Tuesday, July 15, 2008
Satire is defined as the use of humor, irony, exaggeration, or ridicule to expose and criticize people's stupidity or vices, particularly in the context of contemporary politics and other topical issues.
I must say that I loved the recent satirical, yet controversial, cover of the New Yorker magazine the second I saw it because it mocks the absurd and exaggerated attempt by Fox News, in particular, to play off of people's fears by painting the Obamas as extremists. I have personally received emails from people I know informing me that Barack Hussein Obama attended a jihadist school in Indonesia as a child and would I please forward this email to as many friends as possible to prevent this radical from reaching the White House.
Is it the New Yorker magazine's fault that some people in our society choose not to filter out what the media and others feed them? When you refuse to question the environment around you, interpretation is easily manipulated. This is exactly the reason why the parents of JonBenet Ramsey, who were cleared last week of any wrong doing in the death of their daughter through DNA evidence, were convicted in the court of public opinion; and this is exactly why I feel that Barack Obama doesn't have a chance in hell of winning the presidency. Sound bites are accepted as fact; demagoguery is the new truth; and common sense, apparently, is the new code word for uppity, sophistication.
Saturday, July 12, 2008
Conspiracy theories often thrive for years because all that is necessary to keep them going is reasonable doubt. For years, I was absolutely captivated by the "doubt" cast upon the JFK assassination - the undisputed king of conspiracy theories. Each year, as the anniversary of the events of November 22, 1963 approached, I would sit transfixed in front of the tv as the annual JFK conspiracy theory documentaries were rolled out, usually around the Thanksgiving holidays, as I remember. I also remember thinking to myself, at the time, that that blurry image, which looks like nothing more than a Rorschach test to me now, was actually the second shooter lurking behind the grassy knoll.
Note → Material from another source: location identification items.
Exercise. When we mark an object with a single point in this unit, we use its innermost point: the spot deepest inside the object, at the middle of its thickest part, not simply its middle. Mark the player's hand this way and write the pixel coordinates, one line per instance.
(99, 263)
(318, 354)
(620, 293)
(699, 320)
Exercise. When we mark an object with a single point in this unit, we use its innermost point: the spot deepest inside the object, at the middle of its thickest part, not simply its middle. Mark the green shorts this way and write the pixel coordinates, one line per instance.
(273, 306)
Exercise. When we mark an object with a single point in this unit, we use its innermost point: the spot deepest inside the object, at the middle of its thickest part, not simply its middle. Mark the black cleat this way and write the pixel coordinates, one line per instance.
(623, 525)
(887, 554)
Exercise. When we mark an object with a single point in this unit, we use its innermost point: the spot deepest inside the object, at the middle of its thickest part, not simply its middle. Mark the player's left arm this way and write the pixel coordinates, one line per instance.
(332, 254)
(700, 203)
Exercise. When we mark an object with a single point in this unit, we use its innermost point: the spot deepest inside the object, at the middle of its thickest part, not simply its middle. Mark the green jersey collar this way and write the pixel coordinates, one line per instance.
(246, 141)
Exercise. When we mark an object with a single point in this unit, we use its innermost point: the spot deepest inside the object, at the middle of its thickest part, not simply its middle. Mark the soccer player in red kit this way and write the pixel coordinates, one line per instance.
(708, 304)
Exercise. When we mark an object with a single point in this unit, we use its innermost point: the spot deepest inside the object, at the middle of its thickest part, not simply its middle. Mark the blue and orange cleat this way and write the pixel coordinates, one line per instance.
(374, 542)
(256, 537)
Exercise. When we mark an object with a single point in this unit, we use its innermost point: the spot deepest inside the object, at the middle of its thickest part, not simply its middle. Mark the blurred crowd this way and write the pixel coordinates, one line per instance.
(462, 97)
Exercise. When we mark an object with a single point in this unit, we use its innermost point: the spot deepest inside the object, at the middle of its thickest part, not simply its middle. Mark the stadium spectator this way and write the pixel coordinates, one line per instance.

And I was convinced, as well, that Lee Harvey Oswald was nothing more than a "patsy" when ballistics experts would declare that it was absolutely impossible for Oswald, a former Marine, to shoot the President in a moving vehicle, regardless of the fact that it was a slow-moving vehicle, from the sixth floor of the Texas School Book Depository. When I personally visited the site of the assassination for the first time last year, I was stunned, as I gazed upon the window where Oswald is alleged to have taken that fateful shot, to realize that you could have thrown a rock from the sixth floor of that building and hit the president and, yet, expert after expert has, for years, convinced people that Oswald, a man whom I'm quite sure had weapons training while in the military, couldn't have possibly shot the president from that distance. Yet, for all the flaws in the conspiracy case of the Kennedy assassination, it doesn't even come close to the inaccuracies involved in the latest conspiracy craze known as 9/11.
The basic theories behind that fateful day include:
(a) the collapse of the World Trade Center was the result of a controlled demolition
(b) United Airlines Flight 93 was shot down where it crashed in an open field in Pennsylvania. In the popular conspiracy film, Loose Change, there is even speculation that Flight 93 safely landed in Ohio, and a substituted plane was involved in the crash in Pennsylvania.
(c) The Pentagon was not hit by American Airlines Flight 77, but a missile launched by the American military. Loose Change bolsters this theory by asserting that there were no discernible pieces of debris from Flight 77.
And the insinuation that the events of September 11 were an "inside job" by the US government is supported by many high profile individuals such as film directors David Lynch and Michael Moore; actors Sean Penn, Alec Baldwin, Martin Sheen, and Charlie Sheen; as well as many others including that icon of American icons, Willie Nelson...
As to Willie Nelson's concerns regarding the demolition-style manner in which the towers fell, what precedent is there to know how buildings fall once commercial airliners hit them? The fact that no steel-framed building structures had ever collapsed due to fire before or since 9/11 is often used as an argument in favor of the "controlled demolitions" theory but, again, how many of these steel-framed building structures were struck by a commercial airliner that weighs several tons and travels at a high rate of speed? It's a very rare occurrence and it needs to be taken into consideration when debating the science of collapsing buildings. And while the designers of the World Trade Center buildings created the towers to withstand the impact of a commercial airliner, it's still difficult to know how your design will succeed until you actually fly a plane into it to test the structural integrity of the buildings you created. The Titanic used some of the most advanced technology of its day to create what many believed was an unsinkable ship and look what happened.
And yet, the biggest question I have in regards to this whole 9/11 conspiracy nonsense is this - why would you need to detonate explosives in the World Trade Centers or fly a missile into the Pentagon when the justification to start a war was already validated once those two planes hit the twin towers? We're talking about the first foreign attack on American soil since Pearl Harbor. You don't need to bring the towers down or fire a missile at the Pentagon; American public opinion would have fully supported retaliation against the perpetrators of this disaster regardless of whether the buildings fell or not. Almost every infamous tragedy is usually followed by a conspiracy theory. If only common sense could follow alongside it.